La guerre des deux gauches

Au sujet de la fracture réelle entre gauche altermondialiste et gauche moderne

Au fond, la vraie ligne de fracture en réalité se situe non pas entre la gauche et la droite, comme on pourrait le croire, mais entre les droites et les gauches. Il existe, comme disait René Rémond, trois droites : la légitimiste (royaliste, qui a disparu depuis) la bonapartiste (de Gaulle) et l'orléaniste (les centristes).

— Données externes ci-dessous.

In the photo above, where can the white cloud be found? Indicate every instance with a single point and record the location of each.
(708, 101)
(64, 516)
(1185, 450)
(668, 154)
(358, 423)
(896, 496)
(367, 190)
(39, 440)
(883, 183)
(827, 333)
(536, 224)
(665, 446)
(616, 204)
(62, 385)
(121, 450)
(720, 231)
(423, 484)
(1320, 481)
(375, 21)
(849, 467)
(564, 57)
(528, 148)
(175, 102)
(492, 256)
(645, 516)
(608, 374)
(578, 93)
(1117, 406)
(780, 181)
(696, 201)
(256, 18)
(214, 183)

Du côté de la gauche, il existe la gauche socialiste, telle que nous la connaissons avec ses principaux leaders, François Hollande,Laurent Fabius, Martine Aubry, et la gauche marxiste, anticapitaliste, qui regroupe une partie des Verts, le Front de Gauche de Mélanchon et les mouvements d'extrême gauche.

Si les droites ont plus ou moins réussies à cohabiter ensemble, par le jeu d'alliances en vue de se maintenir au pouvoir, il n'en est pas de même concernant les deux gauches. Les premières épousent toutes deux le retour à l'autorité de l'Etat, l'économie de marché, la lutte contre les déficits, etc... alors que concernant les gauches, si elles se rejoignent plus ou moins sur les réformes sociétales (mariage homo, droit de vote des étrangers) elles s'opposent viscéralement concernant l'économie de marché mais aussi la place de l'Etat dans ses prérogatives régaliennes.

Le pire, c'est qu'il existe une fracture fondamentale entre les gauches qui les rend irréconciliables, sur des sujets comme le capitalisme, le patronat, l'économie de marché, la mondialisation, etc... il existera toujours au fond une gauche soft, qui cherche à accompagner le système tel qu'il est, et une gauche dure, dite pure pour certains, qui n'en démordra pas. Si vous avez lu le Courrier International de cette semaine, vous découvrirez que la gauche sous l'impulsion de Blair mais aussi de DSK au fond, a totalement accepté la mondialisation telle qu'elle est et toutes les conséquences sociales qui en dépendent.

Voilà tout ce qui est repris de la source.